Verkehrs-Behinderungen
Großprojekte wie dieses, die bei laufendem Verkehrs-Betrieb umgesetzt werden müssen, führen, auch bei bestmöglicher Planung und Vorbereitung, dann und wann zu Behinderungen im üblichen Alltags-Verkehr. Bürgermeister Leopold Astner: "Wir haben die Bevölkerung zeitgerecht über den Baustart informiert und bitten auch weiterhin um Verständnis und Rücksichtnahme. Konkrete Beschwerden sind mir nicht bekannt." Auch Markus Brandstätter, Leiter des Tourismusbüros Hermagor, hat seitens der Touristen und Urlauber bisher noch keinerlei diesbezügliche Negativ-Meldungen registriert.

Umfrage
Gerhard Zerza, Filialleiter der Genuss Meierei Hermagor, die unmittelbar an der Baustelle liegt: "Es wird über's Jahr gesehen etwa fünf bis zehn Prozent Umsatz-Einbußen geben, aber wir pflegen bestes Einvernehmen mit der Baufirma, die sehr bemüht ist, die Zufahrt zu unserem Betrieb immer möglichst ungestört frei zu halten. Somit ist unser nächster "Kärntnermilch Genusstag" mit vielen interessanten Angeboten zum Schulbeginn am 10.September nicht in Gefahr. Langfristig sind wir der Meinung, dass unser Standort nach Abschluss des Brücken-Projektes deutlichere Vorteile als vor dem Brückenbau bringen wird."

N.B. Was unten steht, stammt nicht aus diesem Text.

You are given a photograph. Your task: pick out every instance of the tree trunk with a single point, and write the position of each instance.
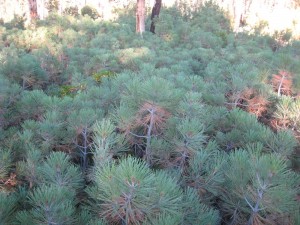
(155, 13)
(140, 16)
(33, 9)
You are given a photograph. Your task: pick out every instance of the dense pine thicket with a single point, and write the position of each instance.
(193, 125)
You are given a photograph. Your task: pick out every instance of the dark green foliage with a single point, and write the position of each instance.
(50, 205)
(90, 11)
(101, 126)
(72, 11)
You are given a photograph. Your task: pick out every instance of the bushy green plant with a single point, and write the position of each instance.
(90, 11)
(72, 11)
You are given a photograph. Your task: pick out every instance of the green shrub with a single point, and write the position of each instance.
(90, 11)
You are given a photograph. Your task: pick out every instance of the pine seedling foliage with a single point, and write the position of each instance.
(131, 193)
(195, 212)
(51, 204)
(5, 165)
(28, 167)
(258, 187)
(8, 206)
(107, 143)
(205, 174)
(58, 170)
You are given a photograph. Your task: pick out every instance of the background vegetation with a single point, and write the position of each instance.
(196, 124)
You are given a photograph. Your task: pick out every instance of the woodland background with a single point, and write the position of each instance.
(197, 123)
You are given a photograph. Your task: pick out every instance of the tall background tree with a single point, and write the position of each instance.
(140, 16)
(155, 14)
(33, 9)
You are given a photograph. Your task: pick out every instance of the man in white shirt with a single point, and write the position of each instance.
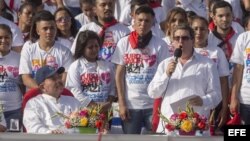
(192, 77)
(240, 98)
(39, 111)
(106, 26)
(137, 57)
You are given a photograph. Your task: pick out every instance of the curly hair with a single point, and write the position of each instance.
(82, 41)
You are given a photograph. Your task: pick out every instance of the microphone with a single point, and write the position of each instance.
(177, 54)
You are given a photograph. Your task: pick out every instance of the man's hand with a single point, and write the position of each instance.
(2, 128)
(196, 101)
(171, 67)
(57, 131)
(234, 105)
(124, 113)
(223, 115)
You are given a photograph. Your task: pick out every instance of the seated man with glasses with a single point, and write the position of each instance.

Bike-Paradies-Chef Michael Härle erwartet sich durch den temporären Baustellenbetrieb zwar keine unmittelbaren Nachteile, allerdings kritisiert er einige markante Versäumnisse: "Ich vermisse seitens der Stadtgemeinde ein konkretes und funktionierendes Rad-Konzept für den Stadtbereich Hermagor. Der Rad-Tourismus wächst überaus erfreulich, doch die infrastrukturellen Begleitmassnahmen innerhalb des Stadtgebietes wurden bisher komplett verschlafen. Der starke Strassen-Verkehr hier im Osten der Stadt spricht eine deutliche Sprache. Der Bereich ab Kreisverkehr bis zur Kreuzung Obervellach hinaus ist ein einziges Chaos, für Radfahrer brandgefährlich und bald nicht mehr zumutbar. Gleiches gilt für die Bereiche ab Kreisverkehr Richtung Egger Straße und auch Richtung Westen. Da muss raschestmöglich eine umfassende Lösung gesucht und gefunden werden."
Camping-Unternehmer Norbert Schluga: "Unsere Gäste haben mit der Baustelle kaum Probleme, aber keiner versteht dieses massive Brücken-Gewerk vor den Eingangstoren einer Touristenstadt. Eine richtige Verschandelung!"